The research, led by Ames Laboratory physicist Ruslan Prozorov, has shown that electron pairing in iron-arsenides is likely to be very different when compared to other types of known superconductors. In superconducting materials, electrons form pairs, called Cooper pairs, below a critical temperature and these electron pairs behave identically. The collective flow of Cooper pairs results in the most famous feature of a superconductor and the feature that draws the most interest in terms of energy efficiency: the flow of electrical current without any measurable loss of energy, or true zero resistance.
However, superconductors also have another inherent characteristic that distinguishes them from a perfect metal. Unlike perfect metals, superconductors expel a weak magnetic field from their interiors no matter whether they are cooled in a magnetic field or whether the magnetic field is applied after cooling. In either case, a weak magnetic field penetrates only a narrow region at a superconductor’s surface. The depth of this region is known as the London penetration depth.
“The change of the London penetration depth with temperature is directly related to the structure of the so-called superconducting gap, which in turn depends on the microscopic mechanism of how electron pairs are formed,” said Prozorov. “London penetration depth is one of the primary experimentally measurable quantities in superconductor studies.”
The variation of the London penetration depth with temperature depends on the superconducting gap structure and is already generally agreed upon in most other known classes of superconductors. In conventional superconductors – the class made up of periodic table elements, including lead and niobium – this dependence is exponential at low temperatures. In the high-temperature cuprate superconductors, the relationship is linear, and in magnesium-diboride superconductors the dependence is exponential, but requires two distinct superconducting gaps to explain the data in a full temperature range.

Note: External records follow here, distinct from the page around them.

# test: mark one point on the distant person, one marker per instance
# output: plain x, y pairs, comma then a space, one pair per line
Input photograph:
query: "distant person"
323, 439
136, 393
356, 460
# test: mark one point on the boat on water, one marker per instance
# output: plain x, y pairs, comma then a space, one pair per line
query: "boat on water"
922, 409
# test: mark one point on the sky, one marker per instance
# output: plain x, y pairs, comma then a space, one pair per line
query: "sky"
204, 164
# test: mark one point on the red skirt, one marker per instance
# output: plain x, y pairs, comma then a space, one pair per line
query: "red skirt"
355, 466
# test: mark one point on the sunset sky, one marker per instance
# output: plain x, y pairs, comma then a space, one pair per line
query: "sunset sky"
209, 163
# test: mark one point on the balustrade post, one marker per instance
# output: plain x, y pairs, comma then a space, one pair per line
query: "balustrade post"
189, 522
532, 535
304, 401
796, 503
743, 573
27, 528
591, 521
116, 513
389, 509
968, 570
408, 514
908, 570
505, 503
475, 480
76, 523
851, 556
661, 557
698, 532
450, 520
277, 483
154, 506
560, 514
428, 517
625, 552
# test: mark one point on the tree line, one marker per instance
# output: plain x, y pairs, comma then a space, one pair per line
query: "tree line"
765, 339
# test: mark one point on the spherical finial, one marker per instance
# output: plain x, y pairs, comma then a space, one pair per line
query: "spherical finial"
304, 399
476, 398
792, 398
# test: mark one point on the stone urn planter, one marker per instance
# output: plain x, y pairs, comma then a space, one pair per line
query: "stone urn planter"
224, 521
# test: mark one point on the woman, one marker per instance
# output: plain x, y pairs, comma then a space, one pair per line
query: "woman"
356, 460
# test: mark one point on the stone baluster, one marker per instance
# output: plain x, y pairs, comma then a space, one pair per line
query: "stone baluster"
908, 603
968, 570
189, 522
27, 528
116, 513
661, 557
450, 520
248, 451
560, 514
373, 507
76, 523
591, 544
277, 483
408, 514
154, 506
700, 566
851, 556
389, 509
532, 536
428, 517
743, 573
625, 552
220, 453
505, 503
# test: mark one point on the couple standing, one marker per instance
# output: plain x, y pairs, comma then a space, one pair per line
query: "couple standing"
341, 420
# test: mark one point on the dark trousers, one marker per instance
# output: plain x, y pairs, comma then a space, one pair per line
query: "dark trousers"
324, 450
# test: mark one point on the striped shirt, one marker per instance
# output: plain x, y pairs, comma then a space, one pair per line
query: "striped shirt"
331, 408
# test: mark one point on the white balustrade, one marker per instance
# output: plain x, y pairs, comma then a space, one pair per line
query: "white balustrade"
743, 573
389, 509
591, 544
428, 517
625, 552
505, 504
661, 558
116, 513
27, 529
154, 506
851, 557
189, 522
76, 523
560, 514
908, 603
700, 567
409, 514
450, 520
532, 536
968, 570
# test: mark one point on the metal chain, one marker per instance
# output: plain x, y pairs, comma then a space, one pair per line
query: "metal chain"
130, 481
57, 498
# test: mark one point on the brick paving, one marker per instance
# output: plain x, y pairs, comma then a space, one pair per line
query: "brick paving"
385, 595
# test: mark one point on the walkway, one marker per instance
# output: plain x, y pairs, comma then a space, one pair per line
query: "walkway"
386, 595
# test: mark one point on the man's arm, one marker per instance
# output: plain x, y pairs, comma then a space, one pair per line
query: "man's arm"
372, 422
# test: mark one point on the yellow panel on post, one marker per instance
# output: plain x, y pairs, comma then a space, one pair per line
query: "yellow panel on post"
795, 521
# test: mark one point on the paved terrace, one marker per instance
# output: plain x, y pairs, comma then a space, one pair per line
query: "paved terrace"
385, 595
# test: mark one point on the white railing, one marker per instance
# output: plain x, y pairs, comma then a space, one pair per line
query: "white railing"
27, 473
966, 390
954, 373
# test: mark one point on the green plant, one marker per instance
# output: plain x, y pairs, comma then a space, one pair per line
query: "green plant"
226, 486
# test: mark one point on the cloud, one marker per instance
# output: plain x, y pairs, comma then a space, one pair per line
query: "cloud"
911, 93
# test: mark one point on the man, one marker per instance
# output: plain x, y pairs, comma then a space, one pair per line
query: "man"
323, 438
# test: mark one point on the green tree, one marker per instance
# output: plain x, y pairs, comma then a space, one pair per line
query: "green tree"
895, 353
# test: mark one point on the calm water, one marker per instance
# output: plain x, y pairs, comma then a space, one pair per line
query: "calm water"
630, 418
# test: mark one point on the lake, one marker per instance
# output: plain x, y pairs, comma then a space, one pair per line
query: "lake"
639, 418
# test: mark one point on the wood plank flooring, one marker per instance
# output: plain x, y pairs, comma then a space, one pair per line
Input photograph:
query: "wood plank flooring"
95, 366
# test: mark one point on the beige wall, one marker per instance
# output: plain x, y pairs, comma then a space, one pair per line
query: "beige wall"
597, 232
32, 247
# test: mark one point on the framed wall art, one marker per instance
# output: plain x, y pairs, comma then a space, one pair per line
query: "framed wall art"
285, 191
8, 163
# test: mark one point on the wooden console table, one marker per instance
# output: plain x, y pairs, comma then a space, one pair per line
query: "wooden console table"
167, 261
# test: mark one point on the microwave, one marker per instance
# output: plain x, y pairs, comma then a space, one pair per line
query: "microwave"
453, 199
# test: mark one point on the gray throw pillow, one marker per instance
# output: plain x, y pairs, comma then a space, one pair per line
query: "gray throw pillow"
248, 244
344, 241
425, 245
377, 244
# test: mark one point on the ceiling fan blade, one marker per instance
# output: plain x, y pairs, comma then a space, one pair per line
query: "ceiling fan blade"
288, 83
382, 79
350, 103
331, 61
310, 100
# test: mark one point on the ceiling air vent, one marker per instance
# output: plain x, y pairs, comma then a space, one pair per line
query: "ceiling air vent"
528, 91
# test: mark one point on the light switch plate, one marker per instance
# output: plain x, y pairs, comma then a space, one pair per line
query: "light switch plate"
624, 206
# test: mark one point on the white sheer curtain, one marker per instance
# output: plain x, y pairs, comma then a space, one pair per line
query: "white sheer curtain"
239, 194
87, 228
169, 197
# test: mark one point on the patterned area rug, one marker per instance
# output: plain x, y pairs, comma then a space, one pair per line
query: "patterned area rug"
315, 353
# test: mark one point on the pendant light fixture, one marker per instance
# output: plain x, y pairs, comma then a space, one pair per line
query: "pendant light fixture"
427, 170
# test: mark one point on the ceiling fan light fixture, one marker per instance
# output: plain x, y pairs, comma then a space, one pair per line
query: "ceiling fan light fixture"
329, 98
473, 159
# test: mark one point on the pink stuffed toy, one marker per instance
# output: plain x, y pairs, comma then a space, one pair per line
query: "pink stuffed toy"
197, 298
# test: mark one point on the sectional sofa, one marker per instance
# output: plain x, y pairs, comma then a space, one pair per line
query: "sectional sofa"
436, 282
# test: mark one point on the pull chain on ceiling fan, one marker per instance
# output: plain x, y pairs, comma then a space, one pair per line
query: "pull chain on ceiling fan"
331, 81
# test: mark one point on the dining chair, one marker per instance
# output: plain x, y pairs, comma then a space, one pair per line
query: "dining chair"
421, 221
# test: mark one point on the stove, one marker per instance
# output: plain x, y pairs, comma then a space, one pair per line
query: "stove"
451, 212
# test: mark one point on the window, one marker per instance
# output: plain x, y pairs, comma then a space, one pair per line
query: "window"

In contrast, the Ames Laboratory research group, which includes physicists Ruslan Prozorov and Makariy Tanatar, postdoctoral researcher Catalin Martin, and graduate students, Ryan Gordon, Matt Vannette and Hyunsoo Kim, found that iron-arsenide superconductors exhibit a power-law – almost quadratic – temperature variation of penetration depth. The team’s results were published in the March 27 issue of Physical Review Letters and the March 24 issue of Physical Review B: Rapid Communications.